Legal Markdown JS is the TypeScript implementation of the Legal Markdown processing platform. It ingests contract-friendly markdown plus YAML metadata and produces consistent, multi-format output (Markdown, HTML, PDF, metadata exports) while enforcing legal-document conventions such as structured headers and clause toggles.
The project exists to:
- Guarantee deterministic, auditable document output across CLI, browser bundle and programmatic consumers
- Provide a single parsing + transformation stack built on remark/Unified
- Support template-driven authoring workflows (fields, helpers, clauses, references, imports, mixins)
- Supply review tooling such as field tracking and highlight-friendly outputs
The codebase is organised around a three-phase processing pipeline:
- Phase 1 - Context Builder: Parse frontmatter, resolve force-commands,
merge options, and emit a
ProcessingContext - Phase 2 - Remark Processor: Run the canonical remark plugin suite once
and cache the resulting AST + metadata (
LegalMarkdownProcessorResult) - Phase 3 - Format Generator: Derive every requested artefact from the cached AST without re-processing content
This pipeline is reusable by the CLI, browser interface, automated jobs and future services.
- YAML frontmatter parsing with metadata merging and validation
- Template field resolution (helpers, conditionals, mixins)

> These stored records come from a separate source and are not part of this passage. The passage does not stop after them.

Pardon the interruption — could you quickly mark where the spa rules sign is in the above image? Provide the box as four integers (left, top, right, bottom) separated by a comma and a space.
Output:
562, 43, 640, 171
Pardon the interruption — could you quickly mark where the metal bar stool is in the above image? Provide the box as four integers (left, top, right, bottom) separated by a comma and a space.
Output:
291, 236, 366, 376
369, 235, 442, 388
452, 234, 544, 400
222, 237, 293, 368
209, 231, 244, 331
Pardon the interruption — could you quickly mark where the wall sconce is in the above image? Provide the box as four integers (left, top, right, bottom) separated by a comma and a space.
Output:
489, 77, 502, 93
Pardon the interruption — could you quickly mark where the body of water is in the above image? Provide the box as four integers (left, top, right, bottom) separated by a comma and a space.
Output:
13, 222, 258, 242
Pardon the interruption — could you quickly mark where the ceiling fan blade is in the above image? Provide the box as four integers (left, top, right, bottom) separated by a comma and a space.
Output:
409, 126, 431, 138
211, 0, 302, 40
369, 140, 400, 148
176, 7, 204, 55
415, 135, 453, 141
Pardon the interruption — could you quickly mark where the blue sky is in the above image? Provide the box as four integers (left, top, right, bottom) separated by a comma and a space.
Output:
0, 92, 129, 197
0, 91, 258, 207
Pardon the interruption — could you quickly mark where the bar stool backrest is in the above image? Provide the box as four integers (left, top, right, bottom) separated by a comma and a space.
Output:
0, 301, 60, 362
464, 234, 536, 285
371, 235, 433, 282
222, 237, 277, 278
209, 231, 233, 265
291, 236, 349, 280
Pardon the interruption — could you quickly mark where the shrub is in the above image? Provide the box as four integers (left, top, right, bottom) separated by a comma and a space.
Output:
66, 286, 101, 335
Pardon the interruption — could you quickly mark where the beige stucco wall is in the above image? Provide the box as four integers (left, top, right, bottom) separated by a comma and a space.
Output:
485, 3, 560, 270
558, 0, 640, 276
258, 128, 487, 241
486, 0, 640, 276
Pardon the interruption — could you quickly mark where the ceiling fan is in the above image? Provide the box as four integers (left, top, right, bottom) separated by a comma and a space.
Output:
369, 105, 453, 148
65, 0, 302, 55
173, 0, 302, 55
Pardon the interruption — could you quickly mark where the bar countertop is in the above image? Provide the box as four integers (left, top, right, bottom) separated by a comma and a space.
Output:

- Legal header parsing and numbering with CSS class decoration
- Clause toggles, cross-references, imports and date helpers
- Field tracking with highlight-ready spans and usage reports
- Markdown (processed content) with optional indentation control
- HTML and PDF via cached AST, with highlight variants and custom CSS support
- Metadata exports (YAML/JSON) aligned with processing options
- TypeScript-first APIs with strict typing and shared interfaces
- CLI (scriptable + interactive) and UMD/browser bundles built from the same pipeline modules
- Extension points for new remark plugins, helpers and generators
- Comprehensive testing strategy balancing unit, integration and regression suites
The architecture documentation is structured as follows:
| Document | Focus |
|---|---|
02_core_system.md |
Codebase modules, pipeline exports and data flow |
03_processing_pipeline.md |
Phase-by-phase pipeline architecture |
04_remark_integration.md |
Plugin suite, metadata registry and validator |
05_field_tracking.md |
Field tracking internals and reports |
06_web_interface.md |
Browser application + bundle integration |
07_cli_system.md |
CLI stack and service orchestration |
08_extensions.md |
Supported extension points and patterns |
09_type_system.md |
Shared types and typing conventions |
10_build_deployment.md |
Build targets, packaging and distribution |
11_testing_strategy.md |
Testing layers and coverage expectations |
12_performance.md |
Benchmarks and performance tooling |
13_security.md |
Threat model and mitigation checklist |
14_migration_strategy.md |
Legacy deprecation and adoption plan |
15_troubleshooting.md |
Runbooks for common failure scenarios |
Together they document the current architecture baseline after the pipeline refactor (Issue #122) and serve as the touchpoint for future evolution.